Wet doorstroming huurmarkt 2015

Afgelopen juni berichtten we u al over de jaarlijkse huurverhoging met betrekking tot sociale huurwoningen. Echter, per 1 juli zijn er ook andere regels ten aanzien van het huurrecht gewijzigd. De Wet doorstroming huurmarkt 2015 is namelijk in werking getreden. De wet beoogt een betere doorstroming van huurwoningen in zowel de sociale als vrije huursector.

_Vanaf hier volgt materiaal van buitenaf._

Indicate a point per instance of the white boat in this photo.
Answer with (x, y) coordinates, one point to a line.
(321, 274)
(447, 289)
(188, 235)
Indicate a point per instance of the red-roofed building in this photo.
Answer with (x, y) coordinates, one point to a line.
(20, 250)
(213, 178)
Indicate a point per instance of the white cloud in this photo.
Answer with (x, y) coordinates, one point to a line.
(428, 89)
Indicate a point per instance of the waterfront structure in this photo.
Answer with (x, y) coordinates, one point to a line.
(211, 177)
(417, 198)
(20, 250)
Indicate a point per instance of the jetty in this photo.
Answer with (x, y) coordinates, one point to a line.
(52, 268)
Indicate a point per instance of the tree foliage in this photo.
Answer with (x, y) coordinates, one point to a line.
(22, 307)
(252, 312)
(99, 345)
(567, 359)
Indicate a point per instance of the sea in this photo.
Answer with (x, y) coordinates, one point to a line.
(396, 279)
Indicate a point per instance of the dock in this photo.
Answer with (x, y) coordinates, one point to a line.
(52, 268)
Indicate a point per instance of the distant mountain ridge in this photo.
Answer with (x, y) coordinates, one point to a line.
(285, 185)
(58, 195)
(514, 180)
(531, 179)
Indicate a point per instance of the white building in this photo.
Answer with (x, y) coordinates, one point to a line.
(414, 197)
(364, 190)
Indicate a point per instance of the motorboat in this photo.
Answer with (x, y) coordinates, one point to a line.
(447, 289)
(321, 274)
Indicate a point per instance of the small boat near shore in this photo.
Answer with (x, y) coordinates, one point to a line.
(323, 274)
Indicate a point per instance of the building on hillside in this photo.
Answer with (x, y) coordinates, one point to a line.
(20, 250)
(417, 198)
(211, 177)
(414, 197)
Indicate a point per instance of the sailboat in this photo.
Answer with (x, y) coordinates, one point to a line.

Door de nieuwe wet worden met name de mogelijkheden voor tijdelijke huurcontracten uitgebreid. Een deel van de woningen kan zo gemakkelijk worden gereserveerd voor doelgroepen die moeilijk aan passende huisvesting komen. Om dit te realiseren zijn er enkele wijzigingen opgetreden in het Burgerlijk Wetboek.

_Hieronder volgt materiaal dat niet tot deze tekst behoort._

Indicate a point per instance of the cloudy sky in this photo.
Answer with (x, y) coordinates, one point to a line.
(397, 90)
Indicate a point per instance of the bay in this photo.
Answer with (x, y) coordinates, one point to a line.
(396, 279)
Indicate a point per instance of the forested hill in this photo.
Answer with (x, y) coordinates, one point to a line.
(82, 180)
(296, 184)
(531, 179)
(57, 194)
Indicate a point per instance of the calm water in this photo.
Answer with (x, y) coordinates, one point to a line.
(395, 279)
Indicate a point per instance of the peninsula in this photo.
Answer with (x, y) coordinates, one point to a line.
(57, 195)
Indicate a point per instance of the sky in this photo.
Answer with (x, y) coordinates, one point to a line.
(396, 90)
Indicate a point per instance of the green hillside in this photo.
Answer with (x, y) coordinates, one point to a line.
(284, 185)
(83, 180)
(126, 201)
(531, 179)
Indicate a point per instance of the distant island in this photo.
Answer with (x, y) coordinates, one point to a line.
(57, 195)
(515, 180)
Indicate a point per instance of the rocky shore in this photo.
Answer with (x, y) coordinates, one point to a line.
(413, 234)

Ten eerste maakt de nieuwe wet het mogelijk om korte huurovereenkomsten te sluiten. In de wet bestaat deze mogelijkheid al voor bedrijfsruimten, maar nu wordt het dus ook mogelijk gemaakt voor woningen. Wanneer er op of na 1 juli 2016 een huurovereenkomst voor een periode van twee jaar of korter is gesloten, eindigt deze automatisch wanneer de overeengekomen tijd is verstreken. Dit geldt echter enkel voor zelfstandige woonruimten. Bij een onzelfstandige woonruimte, denk hierbij aan een studentenkamer, gaat het om een periode van vijf jaar of korter.

Ten tweede heeft de verhuurder bij deze tijdelijke huurovereenkomsten een informatieplicht. De verhuurder zal uiterlijk één maand voorafgaand aan het verstrijken van de huurtermijn, de huurder schriftelijk moeten informeren dat de huur zal eindigen. Wanneer de verhuurder dit nalaat, ontstaat er een contract voor onbepaalde tijd.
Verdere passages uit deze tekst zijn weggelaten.